Als ich ins Haus trat, rammte sie mit der Schulter gegen die Küchentür. Ihre weit aufgerissenen Augen schienen durch mich durchzusehen. Ihre Zähne malmten etwas Eingebildetes, das sie nie so weit zerkauen konnte, um es zu schlucken. Dann fokussierte sich ihr Blick und fiel auf mich. Sie fing an, sich die Arme zu kratzen. »Wo zum Teufel kommst du auf einmal her?« Sie meinte das ganz ernst, als wäre ich aus dem Nichts aufgetaucht.

»Bin erst seit ’ner Minute da. Ich brauch mal Tapetenwechsel.«

»Du kommst grad recht.«

»Wofür?«

»Mir helfen, diese gottverdammte Glühbirne zu suchen.« Ruckartig drehte sie den Kopf zur Seite und rannte in den hinteren Teil des Hauses.

Statt ihr zu folgen, ließ ich mich auf die abgewetzte Couch gleich neben der Eingangstür fallen. Schaumstoff quoll aus Rissen im Polster. Ich holte das Tütchen Gras aus meiner Hosentasche. Es waren nur noch Krümel darin, aber für einen kleinen Joint reichte das. Auf dem Beistelltisch lehnte ein halbleeres Päckchen Papers an einer angelaufenen Messinglampe. Ich zog ein Blättchen heraus, klappte es halb auf und ließ die zermahlenen Blütenreste hineinrieseln. Ich war fast fertig und wollte die Gummierung anlecken, als Mama ins Wohnzimmer getaumelt kam.
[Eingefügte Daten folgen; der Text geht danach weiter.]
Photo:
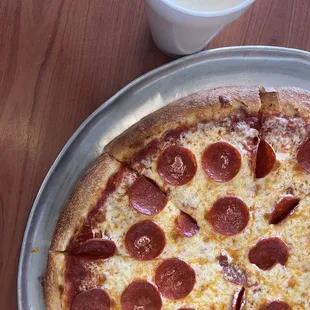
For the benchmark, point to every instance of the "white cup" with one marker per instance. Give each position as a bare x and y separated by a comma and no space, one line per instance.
179,31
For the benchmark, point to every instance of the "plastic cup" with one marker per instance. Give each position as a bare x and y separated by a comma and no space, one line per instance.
179,31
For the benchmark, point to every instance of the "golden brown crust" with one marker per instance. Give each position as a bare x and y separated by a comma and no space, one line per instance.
54,281
289,101
84,197
202,106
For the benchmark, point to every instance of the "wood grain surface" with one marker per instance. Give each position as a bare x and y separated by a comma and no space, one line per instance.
60,60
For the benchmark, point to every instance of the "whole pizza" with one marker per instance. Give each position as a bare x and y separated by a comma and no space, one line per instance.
203,204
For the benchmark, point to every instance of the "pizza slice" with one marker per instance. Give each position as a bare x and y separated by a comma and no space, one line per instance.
201,152
283,289
114,210
116,283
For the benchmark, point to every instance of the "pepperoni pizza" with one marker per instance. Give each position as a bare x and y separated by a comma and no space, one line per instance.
203,204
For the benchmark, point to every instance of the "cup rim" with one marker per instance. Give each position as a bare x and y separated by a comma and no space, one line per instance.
229,11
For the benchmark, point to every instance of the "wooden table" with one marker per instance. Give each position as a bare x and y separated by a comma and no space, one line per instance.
60,60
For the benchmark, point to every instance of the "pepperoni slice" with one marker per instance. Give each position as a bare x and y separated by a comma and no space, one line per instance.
239,300
277,305
283,209
229,216
303,155
232,273
95,248
221,161
175,279
94,299
141,295
177,165
145,240
265,159
186,225
146,198
269,252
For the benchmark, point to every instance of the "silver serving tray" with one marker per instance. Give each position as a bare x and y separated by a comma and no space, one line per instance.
255,65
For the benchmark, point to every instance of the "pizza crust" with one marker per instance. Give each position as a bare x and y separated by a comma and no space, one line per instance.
54,281
84,197
207,106
200,107
289,101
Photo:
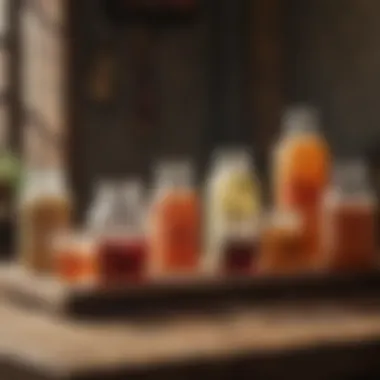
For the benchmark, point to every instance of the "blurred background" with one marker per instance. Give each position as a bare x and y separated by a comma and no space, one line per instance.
105,89
107,92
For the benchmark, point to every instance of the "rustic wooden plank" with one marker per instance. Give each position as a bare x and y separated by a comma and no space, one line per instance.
63,347
162,297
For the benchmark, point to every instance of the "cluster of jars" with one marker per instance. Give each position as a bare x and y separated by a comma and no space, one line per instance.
317,221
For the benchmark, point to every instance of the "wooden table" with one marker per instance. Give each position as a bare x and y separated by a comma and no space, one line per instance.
304,341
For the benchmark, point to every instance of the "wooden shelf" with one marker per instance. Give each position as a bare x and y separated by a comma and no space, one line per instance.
185,295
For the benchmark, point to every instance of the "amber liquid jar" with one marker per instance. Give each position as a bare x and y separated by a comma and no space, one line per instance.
349,221
282,249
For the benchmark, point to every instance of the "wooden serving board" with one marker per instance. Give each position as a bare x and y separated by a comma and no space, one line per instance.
174,295
321,341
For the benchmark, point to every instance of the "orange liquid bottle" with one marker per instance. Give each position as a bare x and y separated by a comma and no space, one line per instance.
175,221
301,172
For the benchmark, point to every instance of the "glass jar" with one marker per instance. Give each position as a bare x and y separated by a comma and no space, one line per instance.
45,211
301,170
175,220
233,205
75,260
282,244
117,219
349,220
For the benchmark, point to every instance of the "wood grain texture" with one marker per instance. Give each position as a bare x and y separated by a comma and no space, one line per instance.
61,347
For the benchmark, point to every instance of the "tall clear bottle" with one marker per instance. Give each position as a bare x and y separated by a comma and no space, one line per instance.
175,220
45,207
301,170
349,219
233,206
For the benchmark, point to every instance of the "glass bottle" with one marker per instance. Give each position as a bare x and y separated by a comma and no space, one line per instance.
232,212
301,170
45,211
282,244
175,220
118,219
349,220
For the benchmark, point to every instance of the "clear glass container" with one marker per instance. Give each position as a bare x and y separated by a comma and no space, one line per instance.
349,219
45,206
175,220
233,206
301,171
282,244
75,259
117,219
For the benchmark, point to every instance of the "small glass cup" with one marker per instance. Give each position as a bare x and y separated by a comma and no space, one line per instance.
75,259
283,245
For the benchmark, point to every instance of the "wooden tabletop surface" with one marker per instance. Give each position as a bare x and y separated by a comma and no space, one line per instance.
63,346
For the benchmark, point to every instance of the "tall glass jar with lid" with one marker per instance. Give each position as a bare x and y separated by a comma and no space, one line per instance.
233,205
117,219
175,220
45,206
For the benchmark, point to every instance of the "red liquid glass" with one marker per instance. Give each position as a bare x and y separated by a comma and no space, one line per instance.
239,257
122,261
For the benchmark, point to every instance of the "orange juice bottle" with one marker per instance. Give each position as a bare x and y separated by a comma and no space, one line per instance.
301,171
175,217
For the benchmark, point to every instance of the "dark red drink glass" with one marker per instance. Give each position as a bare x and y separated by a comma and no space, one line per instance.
122,260
239,257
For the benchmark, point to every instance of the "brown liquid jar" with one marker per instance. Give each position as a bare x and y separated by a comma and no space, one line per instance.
349,221
282,248
44,212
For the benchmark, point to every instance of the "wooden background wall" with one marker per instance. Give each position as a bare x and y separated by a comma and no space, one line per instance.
333,61
226,77
42,73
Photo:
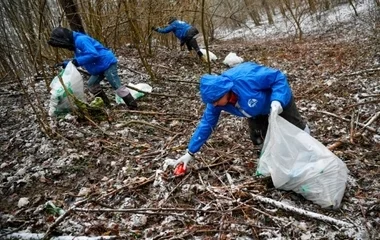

»Jacob! Jacob, hilf mir endlich suchen!«

»Was denn suchen?«

»Die Glühbirne. Ich hab doch gesagt, ich brauch diese gottverdammte Glühbirne.«

Ich lehnte mich zurück, zündete den Joint an, nahm einen tiefen Zug und bot ihn Mama an.

»Bist du noch ganz dicht, Jacob? Du weißt, dass ich solches Zeug nicht rauche, und du rauchst hier drinnen auch nicht. Geh raus, wenn du kiffen willst. Das Letzte, was ich hier brauchen kann, sind die Bullen.«

Meine Mutter war komplett auf den Hund gekommen: die Augen hervorgetreten, das Gesicht eingefallen, pergamentdünne Haut, die sich über die Knochen spannte. Die Haare, auf alten Fotos dicht und braun, hingen strähnig und fettig herunter. Nichts an ihr glich der Frau auf den alten Fotos, aber ich kannte sie nicht anders. Sie war in einem erbärmlichen Zustand. Bevor ich antworten konnte, machte sie schon wieder Jagd auf die Glühbirne. Ich blieb auf der Couch sitzen und rauchte meinen Joint. Als er an der Klebenaht zu schnell abbrannte, spuckte ich auf meine Fingerspitze und bremste die Glut damit, bis er wieder gleichmäßig brannte, und nahm den nächsten tiefen Zug.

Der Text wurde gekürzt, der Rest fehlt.